Of aristocratic birth, François-René de Chateaubriand’s life spanned the age before the French Revolution, and the age following it. Known today as a father of Romanticism, he loathed Napoleon’s despotism but was attracted by his eminence. He also dreamed of finding the Northwest Passage and writes of visiting George Washington, which is disputed.
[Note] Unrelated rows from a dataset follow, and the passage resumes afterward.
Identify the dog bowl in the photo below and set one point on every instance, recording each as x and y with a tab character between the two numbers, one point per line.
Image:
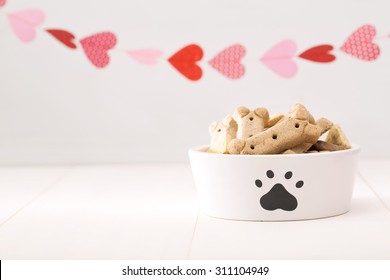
274	187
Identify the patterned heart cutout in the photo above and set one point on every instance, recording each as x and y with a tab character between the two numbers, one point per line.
360	44
96	47
319	53
24	23
185	61
228	62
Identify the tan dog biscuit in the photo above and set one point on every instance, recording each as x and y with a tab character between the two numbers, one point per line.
250	122
325	146
301	148
277	139
274	119
336	136
298	111
324	124
221	135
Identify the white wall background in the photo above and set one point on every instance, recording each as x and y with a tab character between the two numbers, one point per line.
55	107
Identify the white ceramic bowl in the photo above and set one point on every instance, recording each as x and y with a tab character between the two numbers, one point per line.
274	187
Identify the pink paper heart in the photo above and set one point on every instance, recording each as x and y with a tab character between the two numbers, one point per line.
96	47
279	59
360	44
228	62
145	56
24	23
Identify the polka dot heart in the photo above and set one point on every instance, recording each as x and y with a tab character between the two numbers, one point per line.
231	62
97	46
228	62
360	44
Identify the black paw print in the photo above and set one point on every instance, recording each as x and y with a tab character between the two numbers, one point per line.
278	197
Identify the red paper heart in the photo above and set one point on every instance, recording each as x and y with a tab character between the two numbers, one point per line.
185	61
319	53
63	36
360	44
97	46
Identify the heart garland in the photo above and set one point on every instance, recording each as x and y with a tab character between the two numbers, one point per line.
25	22
185	61
359	44
228	62
65	37
96	47
319	53
279	59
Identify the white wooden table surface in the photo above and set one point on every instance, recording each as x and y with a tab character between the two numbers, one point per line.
151	212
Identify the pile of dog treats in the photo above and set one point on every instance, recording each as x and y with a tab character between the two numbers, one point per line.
255	133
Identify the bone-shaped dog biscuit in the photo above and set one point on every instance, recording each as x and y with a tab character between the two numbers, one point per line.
298	111
277	139
250	122
221	135
336	136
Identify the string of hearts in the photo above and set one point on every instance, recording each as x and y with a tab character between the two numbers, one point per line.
228	62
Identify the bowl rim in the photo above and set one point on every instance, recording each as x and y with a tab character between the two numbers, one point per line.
202	149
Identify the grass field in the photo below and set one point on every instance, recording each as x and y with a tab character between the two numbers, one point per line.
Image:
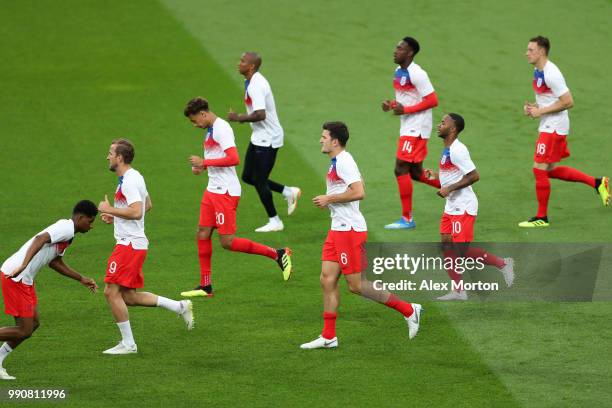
80	73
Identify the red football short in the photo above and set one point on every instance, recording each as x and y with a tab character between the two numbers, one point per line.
460	227
550	148
346	248
125	267
412	149
19	299
219	211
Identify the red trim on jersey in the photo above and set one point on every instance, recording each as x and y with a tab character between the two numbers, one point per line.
19	299
231	159
429	101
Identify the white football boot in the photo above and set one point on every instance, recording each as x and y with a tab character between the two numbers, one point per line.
187	313
414	320
121	349
271	226
320	342
508	271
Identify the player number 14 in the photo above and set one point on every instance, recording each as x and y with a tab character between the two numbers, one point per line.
407	147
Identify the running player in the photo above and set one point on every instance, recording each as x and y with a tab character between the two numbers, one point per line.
266	139
414	101
221	197
553	99
124	271
344	247
19	271
456	176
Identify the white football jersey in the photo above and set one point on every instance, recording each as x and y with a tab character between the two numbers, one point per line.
61	233
454	164
131	189
258	96
411	85
218	138
549	85
342	173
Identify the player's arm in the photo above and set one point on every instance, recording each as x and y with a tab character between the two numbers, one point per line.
58	265
565	102
354	192
255	116
429	101
39	241
466	181
431	174
132	212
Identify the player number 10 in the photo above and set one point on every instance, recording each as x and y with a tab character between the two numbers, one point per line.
220	218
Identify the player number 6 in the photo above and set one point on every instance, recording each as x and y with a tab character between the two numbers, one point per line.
343	258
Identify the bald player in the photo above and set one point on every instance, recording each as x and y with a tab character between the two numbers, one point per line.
266	139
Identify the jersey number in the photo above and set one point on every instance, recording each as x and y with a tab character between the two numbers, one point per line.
541	148
220	218
407	147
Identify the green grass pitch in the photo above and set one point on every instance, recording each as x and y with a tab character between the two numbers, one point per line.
76	74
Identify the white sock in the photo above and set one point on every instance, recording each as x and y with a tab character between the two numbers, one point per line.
4	351
126	333
172	305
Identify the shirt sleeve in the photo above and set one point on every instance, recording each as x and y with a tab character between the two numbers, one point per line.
61	231
225	137
460	157
347	170
556	82
257	92
420	80
130	189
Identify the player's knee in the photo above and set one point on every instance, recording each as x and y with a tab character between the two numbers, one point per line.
109	293
128	299
25	333
355	287
247	178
The excerpt below follows Chateaubriand’s visit to Niagara Falls in 1791 when he accidentally ‘falls by the edge of the abyss’ and spends 12 days recovering with a fractured arm attended to by his ‘Indian doctors’.
Civilized nations, to preserve their country’s
memories, have the mnemonics of writing and the arts; they have cities,
palaces, towers, columns, and obelisks; they have the scarring of the plow on
formerly cultivated fields; their names are carved in bronze and marble, and
their actions are inscribed in books.
Not so for the peoples of the wilderness: their names are not written on
the trees; their hut, built in a matter of hours, may disappear in a manner of
moments; their labor hardly grazes the earth and cannot even raise a furrow. Their traditional songs fade with the last
memory that retains them. The tribes of
the New World have only one monument: their graves. Take the bones of the fathers from these
savages and you take their history, their lives, and even their gods; you rob
these men, and their future generations, of the proof that they ever existed or
that they were ever annihilated.[1]
Chateaubriand,
Memoirs from Beyond the Grave (1848)
[1] François-René de Chateaubraind, Memoirs from Beyond the Grave, 1768-1800, tr. Alex Andriesse (New York: New York Review of Books, 2018), p. 302.